RE: Most Skill Required To Fly Well?
 
My first SPAD was a nightmare, I compeletly jacked that thing up. Out of everything I fly, I'd have to say warbirds are generally the worst. Not that they are hard to fly, or even land, but my p51 loves to nose over, and is almost impossible to taxi if the grass is even a tad bit high.

GaryHarris 07-17-2009 12:17 PM

RE: Most Skill Required To Fly Well?
 
Having your very first dead stick with a Kadet L-T 40 and a 17mph cross wind.

HighPlains 07-17-2009 12:47 PM

RE: Most Skill Required To Fly Well?
 
Is the only Giles 202 everyone talking about the Cox version?

Here are the spec's:

The Giles 202 offers plenty of performance for sport aerobatic pilots. Specs: length-47.8 in.; wingspan-49.6 in.; wing area-439 sq. in.; weight-5.5 lb.; engine req'd-.40 to .46; radio req'd-4-channel w/4 servos
When I first read the review on the model, I thought "what a load of crap". According to the review it was better than sliced bread.

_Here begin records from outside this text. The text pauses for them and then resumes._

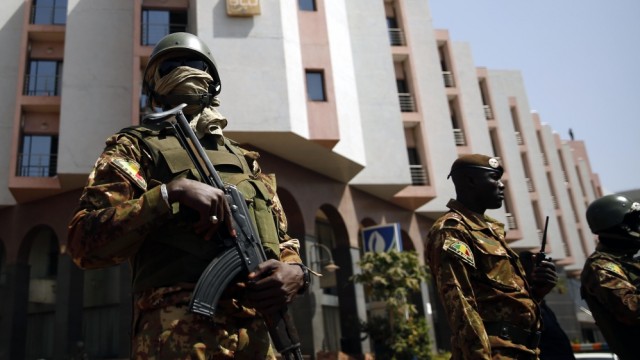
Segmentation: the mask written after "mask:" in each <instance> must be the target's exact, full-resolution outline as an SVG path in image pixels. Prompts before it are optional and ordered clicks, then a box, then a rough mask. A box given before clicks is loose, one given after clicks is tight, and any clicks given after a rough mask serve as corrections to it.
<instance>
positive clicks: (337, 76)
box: [0, 0, 602, 359]
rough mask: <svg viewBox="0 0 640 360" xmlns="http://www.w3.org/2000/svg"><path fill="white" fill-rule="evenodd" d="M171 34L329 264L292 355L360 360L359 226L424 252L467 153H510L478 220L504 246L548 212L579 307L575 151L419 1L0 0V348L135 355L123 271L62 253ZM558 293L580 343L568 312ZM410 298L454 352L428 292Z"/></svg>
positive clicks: (234, 132)
mask: <svg viewBox="0 0 640 360" xmlns="http://www.w3.org/2000/svg"><path fill="white" fill-rule="evenodd" d="M175 31H188V32H191V33H194V34H197V35H198V36H199V37H200V38H201V39H203V40H204V41H205V42H206V43H207V44H208V45H209V47H210V48H211V49H212V51H213V53H214V57H215V59H216V62H217V65H218V70H219V73H220V75H221V78H222V93H221V95H220V100H221V103H222V105H221V107H220V111H221V112H222V113H223V114H225V115H226V116H227V117H228V119H229V126H228V128H227V129H225V133H226V134H227V135H228V136H229V137H231V138H234V139H235V140H238V141H240V142H241V143H243V144H246V146H248V147H251V148H255V149H258V150H259V151H260V152H261V154H262V157H261V165H262V167H263V169H264V170H265V171H268V172H275V173H276V174H277V175H278V185H279V196H280V198H281V200H282V202H283V205H284V208H285V211H286V213H287V216H288V218H289V223H290V233H291V234H292V235H294V236H296V237H298V238H299V239H300V240H301V243H302V245H303V246H302V252H303V256H304V258H305V260H306V262H307V263H308V264H309V265H310V266H311V267H313V268H314V269H316V270H320V271H321V270H322V267H323V266H324V265H326V264H327V261H328V260H331V261H335V263H336V264H337V265H338V266H340V269H339V270H338V271H336V272H333V273H327V274H326V275H327V276H325V277H323V278H322V280H321V281H314V282H313V284H312V291H311V292H310V294H308V295H305V296H303V297H301V298H300V299H299V300H298V301H297V302H296V304H295V306H293V312H294V315H296V318H297V319H298V328H299V332H300V334H301V338H302V348H303V352H304V353H305V354H307V355H310V356H315V354H316V353H317V352H318V351H320V350H329V351H342V352H345V353H349V354H361V353H365V352H370V351H371V349H372V348H373V347H372V344H371V343H370V341H369V340H368V339H365V340H361V338H362V336H361V334H360V332H359V321H360V320H364V319H366V318H367V312H368V306H367V299H366V297H365V295H364V291H363V288H362V286H360V285H354V284H353V283H352V282H351V281H350V280H349V278H350V276H351V275H352V274H354V273H356V272H358V261H359V258H360V256H361V253H362V240H361V236H360V234H361V231H362V229H363V228H365V227H369V226H373V225H378V224H388V223H397V224H399V225H400V228H401V234H402V244H403V248H404V249H405V250H415V251H416V252H417V253H418V254H420V257H421V258H422V259H424V257H423V256H422V254H423V249H424V247H423V240H424V239H425V236H426V233H427V231H428V229H429V227H430V225H431V224H432V223H433V221H434V219H435V218H436V217H438V216H439V215H441V214H442V213H443V212H444V211H446V210H447V209H446V207H445V204H446V202H447V201H448V199H449V198H451V197H454V196H455V194H454V189H453V186H452V184H451V182H450V181H448V180H447V179H446V177H447V176H446V175H447V174H448V171H449V167H450V165H451V163H452V162H453V161H454V160H455V159H456V157H457V156H458V155H460V154H466V153H485V154H492V155H495V156H499V157H500V158H501V159H502V161H503V163H504V164H505V168H506V174H505V177H504V182H505V183H506V186H507V194H508V196H507V200H506V201H505V206H504V207H503V208H502V209H501V210H497V211H493V212H491V213H490V215H492V216H494V217H496V218H498V219H501V220H502V221H503V222H504V223H505V224H507V225H508V227H509V232H508V241H509V242H510V244H511V246H512V247H514V248H515V249H516V250H524V249H530V250H538V249H539V247H540V237H541V233H542V229H543V227H544V223H545V217H546V216H549V218H550V221H549V230H548V239H549V245H548V247H547V249H546V250H547V252H548V253H549V254H550V255H551V256H552V257H553V258H554V259H555V260H556V262H557V264H558V268H559V269H561V270H562V272H563V273H564V274H565V275H566V282H567V284H568V286H566V288H568V289H569V295H573V296H574V297H576V298H577V295H576V294H575V291H573V290H575V289H574V288H575V286H574V285H575V277H576V276H577V275H578V274H579V273H580V270H581V267H582V264H583V262H584V259H585V257H586V256H587V255H588V254H589V253H590V252H591V251H592V250H593V248H594V239H593V236H592V235H591V234H590V232H589V229H588V227H587V225H586V221H585V217H584V212H585V208H586V205H587V204H588V203H589V202H590V201H592V200H593V199H595V198H596V197H598V196H600V195H602V189H601V186H600V183H599V179H598V176H597V175H596V174H594V173H593V172H592V171H591V169H590V167H589V161H588V157H587V151H586V146H585V144H583V143H581V142H578V141H566V140H562V139H561V138H560V137H559V136H558V135H557V134H556V133H554V132H553V130H552V128H551V127H550V126H549V125H546V124H543V123H542V122H541V120H540V117H539V115H538V114H536V113H535V112H532V110H531V108H530V106H529V103H528V100H527V95H526V89H525V87H524V84H523V80H522V78H521V75H520V74H519V73H518V72H517V71H497V70H491V69H486V68H478V67H476V66H475V65H474V63H473V58H472V54H471V51H470V48H469V46H468V45H466V44H464V43H458V42H454V41H452V40H451V39H450V38H449V34H448V32H447V31H445V30H436V29H434V28H433V26H432V22H431V15H430V12H429V8H428V3H427V1H424V0H349V1H331V0H299V1H294V0H262V1H260V0H226V1H225V0H206V1H205V0H111V1H103V0H4V1H3V11H2V12H0V44H2V52H0V76H1V78H2V80H3V81H2V84H1V85H0V106H2V108H4V109H5V111H4V114H5V116H3V117H2V119H0V127H1V128H2V129H3V130H4V131H2V132H1V133H0V137H1V139H0V147H1V151H0V168H2V169H3V171H2V172H0V290H1V291H0V293H1V294H2V296H1V297H0V305H1V306H0V309H1V310H0V358H1V359H23V358H25V359H36V358H56V359H61V358H68V357H70V356H75V354H79V353H81V352H86V353H87V354H89V355H90V357H91V358H96V359H97V358H126V357H127V356H128V351H129V350H128V348H129V345H128V341H129V340H128V339H129V326H130V321H131V319H130V295H131V294H130V282H129V269H128V267H127V265H121V266H118V267H113V268H108V269H99V270H90V271H81V270H79V269H78V268H77V267H76V266H75V265H74V264H73V263H72V262H71V260H70V258H69V257H68V256H67V255H66V254H65V252H64V249H65V243H66V230H67V223H68V220H69V218H70V216H71V214H72V212H73V210H74V207H75V206H76V204H77V201H78V198H79V195H80V191H81V189H82V187H83V185H84V183H85V181H86V179H87V176H88V173H89V171H90V169H91V168H92V166H93V164H94V161H95V159H96V158H97V156H98V155H99V153H100V151H101V150H102V147H103V145H104V141H105V139H106V138H107V137H108V136H109V135H111V134H112V133H113V132H115V131H117V130H119V129H120V128H123V127H126V126H130V125H133V124H138V123H139V119H140V113H141V108H142V106H143V105H144V102H145V101H144V100H145V99H144V97H143V96H141V73H142V71H143V69H144V66H145V64H146V62H147V60H148V58H149V55H150V53H151V50H152V48H153V46H154V44H155V43H156V42H157V41H158V40H159V39H160V38H161V37H162V36H164V35H166V34H167V33H170V32H175ZM572 289H573V290H572ZM556 298H557V299H556ZM554 299H556V300H557V301H555V304H556V306H558V307H560V306H563V309H565V310H566V311H563V312H562V314H560V315H561V316H560V317H562V320H563V322H564V324H566V328H567V330H568V332H569V333H570V335H571V338H572V339H583V334H582V332H581V325H582V324H581V323H580V322H578V321H577V320H576V318H577V313H578V312H579V311H578V310H577V309H578V308H579V307H578V305H574V302H573V301H572V299H571V297H570V296H567V295H566V294H565V295H560V294H558V296H557V297H554ZM419 305H421V306H420V308H421V310H422V312H423V314H424V316H426V317H427V318H428V321H429V322H430V324H431V325H432V329H433V334H432V340H434V341H436V342H437V347H438V348H447V346H448V345H447V341H448V336H447V335H446V334H447V331H448V329H447V327H446V321H445V320H444V318H443V317H442V315H441V314H440V312H439V301H438V300H437V296H435V295H434V294H433V292H432V289H431V287H430V284H426V286H424V290H423V291H422V294H421V301H420V304H419ZM552 305H553V304H552ZM586 321H587V322H588V320H586Z"/></svg>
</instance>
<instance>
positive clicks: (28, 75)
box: [24, 74, 60, 96]
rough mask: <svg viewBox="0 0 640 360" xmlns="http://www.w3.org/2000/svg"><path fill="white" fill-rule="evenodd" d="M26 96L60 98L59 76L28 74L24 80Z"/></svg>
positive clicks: (59, 84) (25, 76) (55, 75)
mask: <svg viewBox="0 0 640 360" xmlns="http://www.w3.org/2000/svg"><path fill="white" fill-rule="evenodd" d="M24 95H27V96H59V95H60V76H59V75H38V74H27V75H25V80H24Z"/></svg>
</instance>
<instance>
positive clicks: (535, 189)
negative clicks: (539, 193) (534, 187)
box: [525, 178, 536, 192]
mask: <svg viewBox="0 0 640 360" xmlns="http://www.w3.org/2000/svg"><path fill="white" fill-rule="evenodd" d="M525 181H526V182H527V189H528V190H529V192H534V191H535V190H536V189H535V188H534V187H533V180H531V178H526V179H525Z"/></svg>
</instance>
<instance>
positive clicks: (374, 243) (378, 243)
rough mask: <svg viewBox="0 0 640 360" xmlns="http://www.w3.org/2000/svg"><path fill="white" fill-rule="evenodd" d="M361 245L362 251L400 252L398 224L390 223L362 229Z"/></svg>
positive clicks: (399, 242)
mask: <svg viewBox="0 0 640 360" xmlns="http://www.w3.org/2000/svg"><path fill="white" fill-rule="evenodd" d="M362 244H363V245H364V251H373V252H384V251H390V250H398V251H402V236H401V235H400V224H399V223H391V224H385V225H376V226H370V227H366V228H364V229H362Z"/></svg>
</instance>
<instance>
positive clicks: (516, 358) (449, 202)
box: [426, 154, 558, 360]
mask: <svg viewBox="0 0 640 360" xmlns="http://www.w3.org/2000/svg"><path fill="white" fill-rule="evenodd" d="M503 171H504V169H503V167H502V165H501V164H500V161H499V160H498V159H497V158H492V157H489V156H486V155H481V154H471V155H463V156H461V157H459V158H458V159H457V160H455V161H454V162H453V164H452V166H451V172H450V174H449V176H450V177H451V178H452V180H453V183H454V185H455V189H456V199H455V200H454V199H452V200H450V201H449V203H448V204H447V207H448V208H449V209H450V210H449V212H447V213H445V214H444V215H443V216H441V217H440V218H439V219H437V220H436V221H435V223H434V224H433V226H432V227H431V229H430V231H429V233H428V235H427V244H426V258H427V260H428V262H429V267H430V268H431V272H432V275H433V279H434V281H435V284H436V287H437V290H438V293H439V295H440V299H441V300H442V303H443V305H444V307H445V312H446V316H447V320H448V322H449V325H450V327H451V331H452V336H451V348H452V356H451V358H452V359H454V360H459V359H537V358H538V353H539V350H538V341H539V337H540V327H541V321H540V311H539V308H538V302H539V301H540V300H542V298H543V297H544V296H545V295H546V294H547V293H548V292H549V291H551V289H553V287H554V286H555V285H556V283H557V280H558V278H557V275H556V271H555V265H554V264H553V263H552V262H549V261H542V262H541V265H540V266H537V267H536V268H535V269H534V270H533V275H532V280H533V281H532V284H529V283H528V282H527V278H526V274H525V271H524V269H523V267H522V265H521V264H520V261H519V259H518V255H517V254H516V253H515V252H513V251H512V250H511V249H510V248H509V246H507V243H506V242H505V230H504V224H502V223H500V222H498V221H497V220H495V219H493V218H491V217H489V216H487V215H485V211H486V210H487V209H498V208H500V207H501V206H502V201H503V200H504V184H503V183H502V181H501V178H502V174H503ZM533 285H535V286H533Z"/></svg>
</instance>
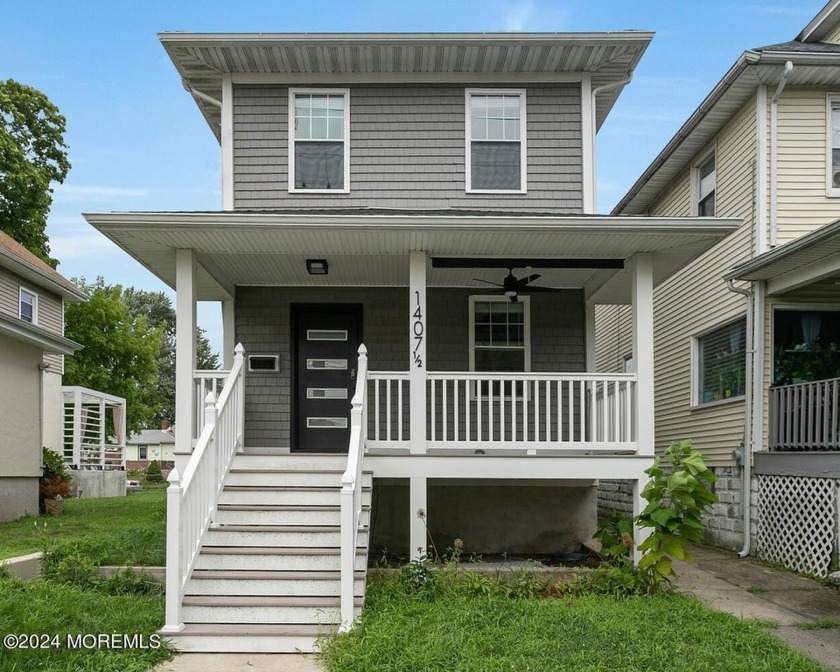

Look at the numbers. It has a wing area of only 439 sq. in. which is only 3 sq. ft. - rather small for a 40-46 sized model. Then inspite of it's small size it weighs 5.5 lbs dry, or 88 oz. This gives a wing loading of around 29 oz/sq. ft. For a model for a typical sport pilot, this is very high for a small model with a short wing span.

Why is the wingspan of interest? Well induced drag is inversely proportional to the wingspan squared, and during landing the majority of the drag is due to induced drag. So small heavy models tend to drop out of the sky on landing.

So when you are selecting a model for your next project, be very aware of the numbers, and try to ignore the pretty package.